Buffy is emblematic of a lot of diversity problems that we see on television, but it was also very progressive in other ways. Like Willow coming out as gay in college. There weren’t many (if any) teenage lesbians portrayed in healthy relationships on TV at the time and now it’s pretty commonplace—from Degrassi: TNG to Pretty Little Liars. Which makes me think about the ripple effects the show has had. Would there be a Katniss Everdeen without Buffy Summers? Would Veronica Mars have had the same success if Buffy didn’t predate it? I personally don’t think so. There weren’t many shows like Buffy before it aired—shows that were smart, funny, and about and for (super) powerful teen girls. Plus it was Joss Whedon’s first major project as a showrunner. So maybe you could argue that without Buffy, there’d be no live-action Avengers…
Aimée: As a young queer lady, seeing Willow openly express desire for women was great—not just her loving relationship with Tara, but the casual asides she made in later seasons made it feel totally normal for a woman to be attracted to another woman and I appreciated that. I love Gina Torres, and speaking of ripples, I first remember her on Xena: Warrior Princess, on which she played Cleopatra. Xena is a predecessor of Buffy in my mind, and 20 years later you can see these women standing in a line, but also branching out and having the effects you mentioned on television. There is something of Buffy in Jessica Jones, the series, especially using super powers to address violence against women and abusive men.
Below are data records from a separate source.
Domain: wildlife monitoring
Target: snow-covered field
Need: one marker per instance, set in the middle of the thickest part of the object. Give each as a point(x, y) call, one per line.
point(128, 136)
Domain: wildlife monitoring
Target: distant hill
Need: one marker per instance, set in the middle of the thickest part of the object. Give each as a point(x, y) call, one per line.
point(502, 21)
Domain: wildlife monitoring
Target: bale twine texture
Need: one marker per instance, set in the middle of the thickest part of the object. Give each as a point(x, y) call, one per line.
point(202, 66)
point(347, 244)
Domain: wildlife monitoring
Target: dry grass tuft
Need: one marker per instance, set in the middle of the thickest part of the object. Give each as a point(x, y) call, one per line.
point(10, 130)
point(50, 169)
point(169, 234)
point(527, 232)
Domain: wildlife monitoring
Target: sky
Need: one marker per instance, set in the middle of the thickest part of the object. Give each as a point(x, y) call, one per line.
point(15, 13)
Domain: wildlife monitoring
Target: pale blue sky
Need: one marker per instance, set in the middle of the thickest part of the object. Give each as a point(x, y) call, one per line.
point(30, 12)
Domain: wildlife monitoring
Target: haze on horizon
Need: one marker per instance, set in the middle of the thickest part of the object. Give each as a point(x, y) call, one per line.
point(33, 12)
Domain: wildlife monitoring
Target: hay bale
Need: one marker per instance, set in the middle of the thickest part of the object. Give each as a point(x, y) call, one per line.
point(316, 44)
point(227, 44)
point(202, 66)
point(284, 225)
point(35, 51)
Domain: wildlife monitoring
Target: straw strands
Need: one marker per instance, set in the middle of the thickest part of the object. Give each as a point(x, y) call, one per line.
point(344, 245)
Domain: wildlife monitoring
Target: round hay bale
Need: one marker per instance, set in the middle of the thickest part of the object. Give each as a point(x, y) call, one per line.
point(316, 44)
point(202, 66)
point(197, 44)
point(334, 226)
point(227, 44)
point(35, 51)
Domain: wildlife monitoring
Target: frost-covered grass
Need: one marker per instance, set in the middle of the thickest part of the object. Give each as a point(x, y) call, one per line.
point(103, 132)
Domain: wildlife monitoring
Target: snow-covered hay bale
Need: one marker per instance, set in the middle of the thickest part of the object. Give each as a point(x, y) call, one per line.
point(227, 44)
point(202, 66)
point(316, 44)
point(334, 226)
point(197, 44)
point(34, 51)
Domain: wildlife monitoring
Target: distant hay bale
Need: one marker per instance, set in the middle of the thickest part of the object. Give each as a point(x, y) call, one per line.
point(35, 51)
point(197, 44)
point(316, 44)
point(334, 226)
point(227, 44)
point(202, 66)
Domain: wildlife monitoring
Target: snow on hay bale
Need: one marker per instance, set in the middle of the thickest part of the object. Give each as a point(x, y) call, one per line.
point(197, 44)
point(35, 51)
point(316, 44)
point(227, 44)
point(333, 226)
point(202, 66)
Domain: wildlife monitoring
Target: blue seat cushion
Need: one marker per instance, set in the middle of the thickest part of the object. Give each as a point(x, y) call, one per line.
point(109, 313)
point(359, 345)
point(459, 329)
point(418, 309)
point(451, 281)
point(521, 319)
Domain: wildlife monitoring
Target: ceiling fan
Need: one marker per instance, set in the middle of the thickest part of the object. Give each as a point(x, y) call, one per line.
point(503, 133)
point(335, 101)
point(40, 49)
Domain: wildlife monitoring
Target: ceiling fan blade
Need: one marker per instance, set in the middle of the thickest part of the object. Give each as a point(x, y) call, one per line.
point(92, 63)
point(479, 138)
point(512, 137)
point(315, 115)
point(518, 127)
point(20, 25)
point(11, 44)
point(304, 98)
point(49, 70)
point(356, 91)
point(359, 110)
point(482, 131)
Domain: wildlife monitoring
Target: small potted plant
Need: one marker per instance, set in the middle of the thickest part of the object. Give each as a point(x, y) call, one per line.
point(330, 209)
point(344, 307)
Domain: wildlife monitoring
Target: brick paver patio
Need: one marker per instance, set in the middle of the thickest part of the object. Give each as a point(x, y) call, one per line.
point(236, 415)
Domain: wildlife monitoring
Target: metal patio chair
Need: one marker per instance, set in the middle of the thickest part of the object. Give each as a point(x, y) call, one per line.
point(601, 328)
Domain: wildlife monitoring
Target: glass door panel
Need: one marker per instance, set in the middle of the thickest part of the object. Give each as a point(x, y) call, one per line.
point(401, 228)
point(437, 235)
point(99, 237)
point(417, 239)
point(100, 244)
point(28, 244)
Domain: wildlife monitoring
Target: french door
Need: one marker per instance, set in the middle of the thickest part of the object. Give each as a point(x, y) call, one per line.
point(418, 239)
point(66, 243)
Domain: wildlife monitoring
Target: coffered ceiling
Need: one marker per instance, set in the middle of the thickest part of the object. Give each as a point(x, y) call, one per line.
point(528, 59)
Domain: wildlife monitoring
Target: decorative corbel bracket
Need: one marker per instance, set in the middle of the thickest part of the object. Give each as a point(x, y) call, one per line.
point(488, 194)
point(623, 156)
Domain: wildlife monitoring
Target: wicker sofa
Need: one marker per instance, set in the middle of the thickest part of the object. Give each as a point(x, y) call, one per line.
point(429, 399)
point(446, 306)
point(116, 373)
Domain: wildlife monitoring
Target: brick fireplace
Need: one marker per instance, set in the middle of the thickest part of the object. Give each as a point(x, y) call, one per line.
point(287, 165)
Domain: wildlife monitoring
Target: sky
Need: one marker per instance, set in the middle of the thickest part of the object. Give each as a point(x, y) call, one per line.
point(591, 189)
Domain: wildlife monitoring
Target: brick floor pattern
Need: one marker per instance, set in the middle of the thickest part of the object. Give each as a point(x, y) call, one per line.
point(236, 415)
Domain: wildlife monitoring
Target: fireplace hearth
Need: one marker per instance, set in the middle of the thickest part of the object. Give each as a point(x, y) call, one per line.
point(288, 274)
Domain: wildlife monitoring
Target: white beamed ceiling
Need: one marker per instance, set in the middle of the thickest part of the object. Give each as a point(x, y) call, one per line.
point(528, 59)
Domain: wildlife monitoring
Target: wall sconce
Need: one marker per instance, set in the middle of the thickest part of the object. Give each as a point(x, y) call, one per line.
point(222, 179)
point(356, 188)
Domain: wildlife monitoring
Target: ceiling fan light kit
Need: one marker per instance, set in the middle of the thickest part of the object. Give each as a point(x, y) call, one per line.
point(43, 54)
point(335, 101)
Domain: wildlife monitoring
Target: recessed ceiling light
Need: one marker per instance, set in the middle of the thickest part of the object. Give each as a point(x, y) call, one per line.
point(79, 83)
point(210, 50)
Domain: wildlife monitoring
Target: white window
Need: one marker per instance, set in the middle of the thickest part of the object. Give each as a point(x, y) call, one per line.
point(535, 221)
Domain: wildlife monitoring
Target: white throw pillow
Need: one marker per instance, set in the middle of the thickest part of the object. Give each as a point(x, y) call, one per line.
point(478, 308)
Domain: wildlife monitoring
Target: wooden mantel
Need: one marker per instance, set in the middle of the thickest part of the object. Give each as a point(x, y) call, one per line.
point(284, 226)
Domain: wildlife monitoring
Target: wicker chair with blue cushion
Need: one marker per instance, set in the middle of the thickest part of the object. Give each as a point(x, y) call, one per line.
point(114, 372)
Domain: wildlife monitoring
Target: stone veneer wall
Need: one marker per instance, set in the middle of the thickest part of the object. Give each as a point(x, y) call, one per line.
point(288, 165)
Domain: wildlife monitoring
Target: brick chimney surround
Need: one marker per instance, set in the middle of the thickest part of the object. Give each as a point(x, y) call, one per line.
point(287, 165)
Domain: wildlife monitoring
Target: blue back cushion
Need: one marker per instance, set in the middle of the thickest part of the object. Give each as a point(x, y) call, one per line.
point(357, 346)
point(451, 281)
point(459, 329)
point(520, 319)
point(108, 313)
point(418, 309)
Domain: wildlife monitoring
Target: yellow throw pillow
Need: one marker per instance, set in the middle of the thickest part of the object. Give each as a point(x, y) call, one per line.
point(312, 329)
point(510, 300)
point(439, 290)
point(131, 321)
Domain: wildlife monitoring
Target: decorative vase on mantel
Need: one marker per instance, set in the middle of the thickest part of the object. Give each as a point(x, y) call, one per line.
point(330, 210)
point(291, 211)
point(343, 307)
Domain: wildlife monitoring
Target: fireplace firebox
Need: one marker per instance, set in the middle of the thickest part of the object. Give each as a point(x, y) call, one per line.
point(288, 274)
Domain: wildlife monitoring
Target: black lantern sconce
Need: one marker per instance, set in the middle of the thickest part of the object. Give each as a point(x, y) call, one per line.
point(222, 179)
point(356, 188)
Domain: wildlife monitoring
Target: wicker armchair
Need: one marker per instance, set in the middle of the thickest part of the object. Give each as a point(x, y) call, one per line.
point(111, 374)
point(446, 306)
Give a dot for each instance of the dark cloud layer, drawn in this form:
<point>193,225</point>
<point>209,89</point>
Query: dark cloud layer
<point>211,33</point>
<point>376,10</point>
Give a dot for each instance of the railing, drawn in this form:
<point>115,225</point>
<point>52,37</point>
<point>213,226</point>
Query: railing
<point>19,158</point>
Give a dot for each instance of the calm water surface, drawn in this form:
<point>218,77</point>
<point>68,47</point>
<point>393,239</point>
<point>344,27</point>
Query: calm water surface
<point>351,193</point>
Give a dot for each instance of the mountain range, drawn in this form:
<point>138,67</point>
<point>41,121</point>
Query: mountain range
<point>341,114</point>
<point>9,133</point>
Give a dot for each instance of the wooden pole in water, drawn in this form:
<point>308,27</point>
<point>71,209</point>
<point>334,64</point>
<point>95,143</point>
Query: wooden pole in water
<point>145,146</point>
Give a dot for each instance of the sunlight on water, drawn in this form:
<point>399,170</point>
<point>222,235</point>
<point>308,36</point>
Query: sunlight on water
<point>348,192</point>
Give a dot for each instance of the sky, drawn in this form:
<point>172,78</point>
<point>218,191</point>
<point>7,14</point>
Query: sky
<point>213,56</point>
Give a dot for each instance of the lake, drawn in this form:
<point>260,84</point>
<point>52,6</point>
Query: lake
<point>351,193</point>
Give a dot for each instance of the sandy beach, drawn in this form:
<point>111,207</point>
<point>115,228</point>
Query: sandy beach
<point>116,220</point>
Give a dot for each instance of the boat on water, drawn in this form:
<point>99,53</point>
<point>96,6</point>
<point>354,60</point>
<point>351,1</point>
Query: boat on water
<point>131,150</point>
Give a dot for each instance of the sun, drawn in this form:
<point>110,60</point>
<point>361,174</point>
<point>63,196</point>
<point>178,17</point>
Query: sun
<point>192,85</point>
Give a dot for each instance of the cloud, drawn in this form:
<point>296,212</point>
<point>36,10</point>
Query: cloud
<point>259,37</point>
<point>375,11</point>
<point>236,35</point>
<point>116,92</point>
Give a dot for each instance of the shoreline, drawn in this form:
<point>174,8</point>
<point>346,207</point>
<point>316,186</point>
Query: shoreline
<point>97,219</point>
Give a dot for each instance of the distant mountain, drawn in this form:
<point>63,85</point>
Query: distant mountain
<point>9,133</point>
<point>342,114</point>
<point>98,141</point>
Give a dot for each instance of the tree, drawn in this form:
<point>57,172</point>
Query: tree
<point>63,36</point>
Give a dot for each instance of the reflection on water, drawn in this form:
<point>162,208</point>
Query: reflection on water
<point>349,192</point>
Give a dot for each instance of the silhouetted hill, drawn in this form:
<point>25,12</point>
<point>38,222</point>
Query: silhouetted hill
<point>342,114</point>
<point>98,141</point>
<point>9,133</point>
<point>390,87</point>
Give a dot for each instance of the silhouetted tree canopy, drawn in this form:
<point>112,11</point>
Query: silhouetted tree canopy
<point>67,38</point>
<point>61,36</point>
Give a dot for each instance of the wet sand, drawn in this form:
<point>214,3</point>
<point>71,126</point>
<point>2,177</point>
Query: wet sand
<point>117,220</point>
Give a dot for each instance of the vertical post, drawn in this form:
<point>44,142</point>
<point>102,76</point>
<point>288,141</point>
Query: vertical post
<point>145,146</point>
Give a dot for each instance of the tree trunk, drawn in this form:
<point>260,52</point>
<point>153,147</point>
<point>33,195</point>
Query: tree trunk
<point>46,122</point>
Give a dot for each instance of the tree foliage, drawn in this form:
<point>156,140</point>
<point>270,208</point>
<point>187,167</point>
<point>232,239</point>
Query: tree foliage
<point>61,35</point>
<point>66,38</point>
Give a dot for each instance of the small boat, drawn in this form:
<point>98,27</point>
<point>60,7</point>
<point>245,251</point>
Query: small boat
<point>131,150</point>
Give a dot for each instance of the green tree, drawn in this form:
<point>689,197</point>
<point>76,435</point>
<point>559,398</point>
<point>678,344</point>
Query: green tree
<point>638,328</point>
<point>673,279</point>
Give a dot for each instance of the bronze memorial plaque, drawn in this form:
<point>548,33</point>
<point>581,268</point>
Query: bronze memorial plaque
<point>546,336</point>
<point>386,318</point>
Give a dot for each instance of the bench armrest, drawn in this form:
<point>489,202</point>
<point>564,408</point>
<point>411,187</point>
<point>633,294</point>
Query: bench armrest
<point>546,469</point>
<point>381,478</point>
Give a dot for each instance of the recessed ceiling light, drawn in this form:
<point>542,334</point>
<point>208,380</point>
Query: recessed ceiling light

Clover: Veronica Mars is definitely one of the most notable successors. And speaking of Avengers, it’s interesting to see, decades later, that Buffy was a superhero who I didn’t really define as such when I was younger, partly because the character was so fleshed out. I just thought of her as some formidable yet vulnerable teen force in the (fictional) world. Same with Xena, another show I loved. There are also obviously, structure wise, ways that Buffy influenced the way people create television and the way viewers indulge TV. It was a lot of things at once: a soap drama that was also a teen series that was also very adult, with a bunch of interconnected characters and monsters, and it’s one of those shows that made me think about love a lot during a time when I didn’t really understand it.
Madeleine: Okay, my last question is brief, though maybe very difficult. You have to pick one ride-or-die character, one favorite, in the whole Buffy universe. Who is it?
Aimée: Like I said, I’m in love with the ensemble, so this is hard! But I think Giles. He’s a complicated person, capable of doing terrible things for what he believes in, but not inflexible. And as I get older, I understand how truly smoking hot he was. Glad not to be a teen forever!
Clover: I would have to choose Willow. She was that quiet, crafty (that is a witch reference) force that reminded me the most of myself. There was darkness in there and like everyone else she craved love, which is the thing that keeps people alive. Think about it.
Madeleine: After a lot of consideration, I think my favorite is Anya, the demon-turned-human-turned demon again. She is funny, loyal, and had to choose to love people which is arguably harder than having it programed in your brain. Ultimately, though, I’m just relieved that none of you said Riley because I’d have to end our friendship.